I am wondering what the maintenance fee in condo townhouse is paying for? ... seems to me the maintenance fee between condo tower vs condo townhouse is somewhat comparable. With condo tower, we get common amenities like gym, pool, etc ... but you dont get those kind of stuff with condo townhouse but you still paying quite a bit of maintenance fee?


----------



## Spidey

CuriousReader said:


> I am wondering what the maintenance fee in condo townhouse is paying for? ... seems to me the maintenance fee between condo tower vs condo townhouse is somewhat comparable. With condo tower, we get common amenities like gym, pool, etc ... but you dont get those kind of stuff with condo townhouse but you still paying quite a bit of maintenance fee?



Get a breakdown from the real estate agent. Often townhome fees cover building insurance (not contents), routine maintenance, management fees and a contingency fund.

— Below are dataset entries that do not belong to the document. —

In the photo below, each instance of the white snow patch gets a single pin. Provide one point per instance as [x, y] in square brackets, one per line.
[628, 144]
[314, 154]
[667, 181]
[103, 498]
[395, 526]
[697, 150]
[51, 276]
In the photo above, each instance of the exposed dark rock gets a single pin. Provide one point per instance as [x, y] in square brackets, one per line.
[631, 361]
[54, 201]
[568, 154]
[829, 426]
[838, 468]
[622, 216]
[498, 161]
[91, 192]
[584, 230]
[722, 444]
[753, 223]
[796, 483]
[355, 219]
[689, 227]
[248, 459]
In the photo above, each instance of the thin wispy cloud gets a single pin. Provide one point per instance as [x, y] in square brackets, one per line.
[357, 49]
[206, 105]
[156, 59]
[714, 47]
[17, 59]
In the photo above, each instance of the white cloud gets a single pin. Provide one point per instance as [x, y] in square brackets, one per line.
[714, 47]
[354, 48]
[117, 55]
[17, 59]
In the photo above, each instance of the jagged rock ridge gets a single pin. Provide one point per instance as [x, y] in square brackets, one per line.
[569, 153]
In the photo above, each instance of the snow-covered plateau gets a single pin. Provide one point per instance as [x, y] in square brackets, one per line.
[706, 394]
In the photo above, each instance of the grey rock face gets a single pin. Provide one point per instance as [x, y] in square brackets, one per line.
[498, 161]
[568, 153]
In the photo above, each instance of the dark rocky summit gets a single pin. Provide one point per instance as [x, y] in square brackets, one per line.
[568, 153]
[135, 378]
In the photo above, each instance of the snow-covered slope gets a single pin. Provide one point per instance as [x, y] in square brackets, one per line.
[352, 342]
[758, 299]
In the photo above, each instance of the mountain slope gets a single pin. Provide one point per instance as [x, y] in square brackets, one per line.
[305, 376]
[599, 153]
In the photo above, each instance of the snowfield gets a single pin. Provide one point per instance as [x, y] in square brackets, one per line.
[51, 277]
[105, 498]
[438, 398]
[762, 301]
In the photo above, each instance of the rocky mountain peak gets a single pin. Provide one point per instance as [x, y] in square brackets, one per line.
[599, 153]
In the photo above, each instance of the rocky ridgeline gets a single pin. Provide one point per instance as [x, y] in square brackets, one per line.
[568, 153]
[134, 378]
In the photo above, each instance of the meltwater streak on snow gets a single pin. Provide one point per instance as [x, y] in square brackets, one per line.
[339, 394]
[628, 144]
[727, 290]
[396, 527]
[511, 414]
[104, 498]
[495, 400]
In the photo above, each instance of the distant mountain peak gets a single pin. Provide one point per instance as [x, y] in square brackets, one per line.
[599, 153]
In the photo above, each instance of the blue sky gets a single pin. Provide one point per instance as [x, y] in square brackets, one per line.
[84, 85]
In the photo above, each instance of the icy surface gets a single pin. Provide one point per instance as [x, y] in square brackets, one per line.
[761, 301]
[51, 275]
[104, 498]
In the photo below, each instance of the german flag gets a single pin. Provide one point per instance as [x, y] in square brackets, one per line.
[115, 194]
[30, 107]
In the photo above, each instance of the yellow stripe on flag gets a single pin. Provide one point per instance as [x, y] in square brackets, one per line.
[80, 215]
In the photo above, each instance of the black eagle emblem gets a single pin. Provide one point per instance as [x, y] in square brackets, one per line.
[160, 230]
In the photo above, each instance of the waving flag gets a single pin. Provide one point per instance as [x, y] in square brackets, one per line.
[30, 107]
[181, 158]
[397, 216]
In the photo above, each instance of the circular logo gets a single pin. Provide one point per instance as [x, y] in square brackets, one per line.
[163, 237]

The total costs (mortgage, maintenance fees, property taxes, misc. expenses) are very important. Make sure that it makes sense over renting or buying alternate accommodation.


----------



## Cal

To compare a townhouse vs a condo townhouse...can be basically simplified, barring having your HWT go or anything like that...is it worth a $90 a month fee to get your grass cut and have to shovel your own driveway.

A condo townhouse and condo still pay the same fees....better to use that $ to pay towards your mortgage.


----------



## Berubeland

It really depends on the condominium declaration what is included in the fees some condo townhouses have the heat included. All the common elements it depends what they have some have pools and gyms etc. Plus they include all those exterior elements that will eventually have to be replaced such as roofs, doors, windows, garage doors, storm doors, patio doors, siding and more.

You really need to know what is in the declaration unfortunately it is a sizable document written in legalese. 

So it very difficult to say if it is a good deal or not. Basically i am finding another reason not to like them now. TOO COMPLEX for most people. It's like buying CDO's


----------



## investnoob

Spidey said:


> It largely depends on the quality of townhome. I know in Vancouver "condo" seems to be the norm and in Ottawa, freehold is. There are some very nice freehold townhomes in Ottawa, with much better styling than the run-of-the-mill stucco that they seem to use in Vancouver.
> 
> But its a personal choice -- no right or wrong answer. For me, personally, it drives me crazy to have to get permission to plant a few ornamental plants in the front. For others, it might drive them crazy that I'm planting them. The trouble arises when freehold oriented people move into condo townhomes or condo oriented people move into freehold ones.


I have to agree with a lot of these posts. I own a freehold townhouse largely because I would just not be able to deal with a condo board or a set of rules. I do see many of the problems some people have mentioned. Uniformity does go out the window sometimes. My neighbour built a deck beside his _front_ porch. It looks ridiculous. 

But, to be honest, I just don't care. I mean our yards are so tiny, that I can see why he did it - it just gives him added storage space. Also, I'm a terrible landscaper, so many people might hate to have me as a neighbour. 

People haven't it taken it too far though, all of our roofs are the same colour, you just see differences in yards and door colour - hardly a big deal (to me at least).

So if you are laid back and can deal with other people's tastes and just can't stand the thought of being told what to do - then freehold is for you. If you can't stand the thought of not having some sort of uniformity, then a condo townhome would be the way to go.


----------



## Rickson9

investnoob said:


> So if you are laid back and can deal with other people's tastes and just can't stand the thought of being told what to do - then freehold is for you. If you can't stand the thought of not having some sort of uniformity, then a condo townhome would be the way to go.


That's a good way to look at it!


----------